On the question of "commercial activities", the Court was clear that the collection of the applicant's personal information was in the course of commercial activities:

[35] The question is whether the IME transaction was of a “commercial nature”, as defined in section 2. The transaction between Dr. Wyndowe’s corporation and Maritime Life, who was paying for the IME, is of a commercial nature. Mr. Rousseau’s relationship between himself and Maritime Life is also clearly of a commercial nature: it is governed by a contract between Mr. Rousseau and his insurer, where Mr. Rousseau presumably paid some premiums (or his employer paid the premiums as part of Mr. Rousseau’s compensation for employment) and he therefore may or may not be entitled to benefits.

[36] In the context of these two commercial relationships – between Dr. Wyndowe’s corporation and Maritime Life on the one hand and between Mr. Rousseau and Maritime Life on the second hand – I find it hard to believe that by introducing a third relationship – between Dr. Wyndowe and Mr. Rousseau – the commercial nature of the overall transaction is defeated. In my view, Dr. Wyndowe is merely the medical agent of Maritime Life. If Dr. Wyndowe worked as a full time doctor for Maritime life, there would be no question the transaction is commercial; being examined by him would merely be a step which Mr. Rousseau had to follow to collect his benefits. In that sense the examination would be akin to filling out a form required by Maritime Life in order to begin collecting benefits. Just because Dr. Wyndowe is an independent consultant hired by Maritime Life does not change the fact that the overall transaction retains its commercial nature. It also does not change the fact that Mr. Rousseau was only doing what his contract with Maritime Life required him to do to maintain his benefits, i.e. submitting to an IME.
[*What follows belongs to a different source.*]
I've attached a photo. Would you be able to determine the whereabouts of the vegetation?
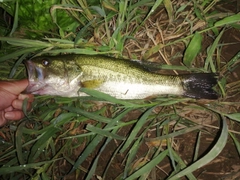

With respect to whether the information is "personal information" of the applicant, the Court concluded it was:

[49] In light of the Privacy Commissioner’s recognition that there are in the notes information which is personal to Mr. Rousseau and information which is not, it may be said that in the end, Mr. Rousseau has a right of access to the information he gave the doctor, and to the final opinion of the doctor in the form of the report to the insurer. In accordance with Principle 4.9.1. of Schedule I to the PIPED Act, this enables Mr. Rousseau to correct any mistakes in the information he gave the doctor or which the doctor noted, as well as any mistakes in the doctor’s reasoned final opinion about his medical condition. But the process of getting to that final opinion from the initial personal information of Mr. Rousseau belongs to the doctor.

[50] This Court, in Canada (Information Commissioner) v. Canada (Minister of Citizenship and Immigration) (above, at para. 8), has recognized that “the same information can be “personal” to more than one individual” (at para. 15). It may well be, in the end, that some information in the notes will be personal to both Mr. Rousseau and Dr. Wyndowe. A balancing exercise similar to that proposed in our ruling in Canada (Information Commissioner) would then need to be performed.

And on the interplay between the common law and PIPEDA:

[26] A) the common law

The appellant first submits that as the PIPED Act does not clearly and unambiguously override the common law respecting the right of access to one’s personal health record, the common law should apply. At common law, as the argument goes, the right to inspect one’s medical records is only recognized where there is a fiduciary relationship between physician and patient (see McInerney v. MacDonald, 1992 CanLII 57 (S.C.C.), [1992] 2 S.C.R. 138. As there is no fiduciary relationship between the insured and the insurer’s doctor performing an IME (see X(Minors) v. Bedfordshire County Council, [1995] 3 All E.R. 353 (H.L.), the insured has no right of access to his medical records.

[27] I am not persuaded that at common law an insured has no right of access to his medical records. In any event, it is my view that the common law should not prevail where the very purpose of the PIPED Act is to provide new privacy protections to Canadians not otherwise enjoyed under the common law.

In the result, the Court of Appeal held that the applicant/insured had a right of access to the notes of the examining physician under PIPEDA.